Although mortality related to cardiovascular disease has been decreasing in the United States, the incidence and prevalence of cardiovascular disease are increasing; more people are getting sick, but better treatments allow them to live longer. Over time, this increased longevity will lead to significant increases in morbidity and health care costs. To examine the potential impact of these trends, researchers evaluated nine data sets from the National Health and Nutrition Examination Surveys (from 1971 through 2010) to project cardiovascular disease incidence and mortality through 2030. They also estimated the impact of different scenarios involving trends in risk factors (such as obesity, smoking, high cholesterol levels, and diabetes) and in factors that can mitigate those risk factors (such as cholesterol and blood pressure medications and decreasing saturated fat intake).
In 1991 the average 10-year risk of cardiovascular disease was 13% in men and 7% in women. According to their analyses, the authors estimate risks of 15% and 9%, respectively, by 2030 (however, age-adjusted projections showed a decline). They also estimate that if cardiovascular disease mortality rates were to remain at 2010 levels, prevalence would decrease-but the rising age of the U.S. population should contribute to an increased prevalence of cardiovascular disease.
Whether projected trends in risk factors-such as, say, body mass index (BMI), which is projected to rise, and smoking, which is projected to fall-hold true will have tremendous effects on cardiovascular disease morbidity and mortality. For instance, if 2010 rates of smoking and treatment of cholesterol were to hold steady, cardiovascular disease risk and prevalence rates would increase through 2030. In contrast, were the average 2010 BMI to hold steady, risk and prevalence would decrease. The authors calculate that stalling the projected rise in obesity could result in 1.6 million fewer people with cardiovascular disease in 2030.

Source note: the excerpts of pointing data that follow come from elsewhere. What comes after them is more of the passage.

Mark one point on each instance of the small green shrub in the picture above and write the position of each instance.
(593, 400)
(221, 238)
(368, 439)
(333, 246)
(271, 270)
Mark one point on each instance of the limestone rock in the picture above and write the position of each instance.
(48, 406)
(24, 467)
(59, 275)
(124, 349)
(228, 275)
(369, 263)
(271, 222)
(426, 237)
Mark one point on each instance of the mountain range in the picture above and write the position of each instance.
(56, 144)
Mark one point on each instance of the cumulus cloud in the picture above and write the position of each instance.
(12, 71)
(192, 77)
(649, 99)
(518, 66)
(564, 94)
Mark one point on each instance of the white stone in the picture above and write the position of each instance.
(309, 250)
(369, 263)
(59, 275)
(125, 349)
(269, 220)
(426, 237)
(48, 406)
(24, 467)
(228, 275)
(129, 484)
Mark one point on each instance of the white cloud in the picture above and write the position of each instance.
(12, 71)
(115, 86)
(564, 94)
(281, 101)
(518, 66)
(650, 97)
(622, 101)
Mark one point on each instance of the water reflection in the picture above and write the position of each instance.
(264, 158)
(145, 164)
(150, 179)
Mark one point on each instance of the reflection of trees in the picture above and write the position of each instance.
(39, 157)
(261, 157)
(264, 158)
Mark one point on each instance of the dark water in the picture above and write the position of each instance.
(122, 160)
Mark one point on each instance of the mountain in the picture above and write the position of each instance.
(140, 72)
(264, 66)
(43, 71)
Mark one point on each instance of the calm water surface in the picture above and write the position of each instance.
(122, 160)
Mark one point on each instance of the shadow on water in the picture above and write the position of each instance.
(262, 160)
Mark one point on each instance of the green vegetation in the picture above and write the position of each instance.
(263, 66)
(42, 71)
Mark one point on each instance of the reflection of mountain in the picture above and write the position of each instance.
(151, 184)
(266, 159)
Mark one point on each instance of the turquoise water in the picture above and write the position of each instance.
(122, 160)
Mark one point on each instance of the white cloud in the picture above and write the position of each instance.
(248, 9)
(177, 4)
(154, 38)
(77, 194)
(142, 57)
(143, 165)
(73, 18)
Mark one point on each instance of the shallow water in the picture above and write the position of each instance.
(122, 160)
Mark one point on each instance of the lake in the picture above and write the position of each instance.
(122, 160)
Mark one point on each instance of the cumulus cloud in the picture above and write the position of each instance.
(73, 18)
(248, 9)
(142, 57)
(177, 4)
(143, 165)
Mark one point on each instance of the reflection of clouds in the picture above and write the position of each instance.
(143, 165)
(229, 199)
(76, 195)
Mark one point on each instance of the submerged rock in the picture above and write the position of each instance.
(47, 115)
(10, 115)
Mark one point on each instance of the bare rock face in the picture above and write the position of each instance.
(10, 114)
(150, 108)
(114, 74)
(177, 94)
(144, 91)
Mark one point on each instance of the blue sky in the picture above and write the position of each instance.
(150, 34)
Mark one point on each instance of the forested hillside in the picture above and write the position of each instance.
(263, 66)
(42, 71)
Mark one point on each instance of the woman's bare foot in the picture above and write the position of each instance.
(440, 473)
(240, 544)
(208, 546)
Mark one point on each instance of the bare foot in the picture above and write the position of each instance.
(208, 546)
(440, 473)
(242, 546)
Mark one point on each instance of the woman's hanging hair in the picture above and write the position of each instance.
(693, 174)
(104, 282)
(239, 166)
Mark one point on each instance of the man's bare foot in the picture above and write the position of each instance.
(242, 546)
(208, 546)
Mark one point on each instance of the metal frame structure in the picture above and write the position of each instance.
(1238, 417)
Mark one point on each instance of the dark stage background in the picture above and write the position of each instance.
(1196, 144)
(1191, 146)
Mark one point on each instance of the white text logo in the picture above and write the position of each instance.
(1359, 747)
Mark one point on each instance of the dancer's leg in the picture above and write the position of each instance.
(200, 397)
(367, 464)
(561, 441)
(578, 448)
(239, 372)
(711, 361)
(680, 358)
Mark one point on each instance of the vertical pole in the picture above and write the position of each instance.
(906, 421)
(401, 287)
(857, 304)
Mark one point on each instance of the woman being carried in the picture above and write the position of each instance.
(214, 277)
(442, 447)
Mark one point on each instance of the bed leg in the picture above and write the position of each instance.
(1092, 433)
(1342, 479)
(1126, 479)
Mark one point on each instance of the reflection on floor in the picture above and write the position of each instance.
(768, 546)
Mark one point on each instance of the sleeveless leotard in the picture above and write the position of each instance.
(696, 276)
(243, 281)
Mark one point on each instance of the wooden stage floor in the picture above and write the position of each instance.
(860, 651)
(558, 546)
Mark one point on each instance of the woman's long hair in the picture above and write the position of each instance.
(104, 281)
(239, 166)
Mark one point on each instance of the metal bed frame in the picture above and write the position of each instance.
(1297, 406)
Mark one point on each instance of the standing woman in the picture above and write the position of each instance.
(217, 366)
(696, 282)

The authors noted several study limitations, including the exclusion of other important factors from their calculations, such as physical activity, socioeconomic status, and race. However, their data imply that improvements in treatment and reductions in smoking rates cannot totally forestall an increase in cardiovascular disease risk, which will be influenced significantly by increases in longevity and obesity in the U.S. population and will result in significant increases in health care costs and disability, as well as decreases in quality of life. The authors conclude that substantial reductions in cardiovascular disease incidence-by decreasing obesity and improving cholesterol and blood pressure treatment-are crucial and that policies should be developed to address these areas.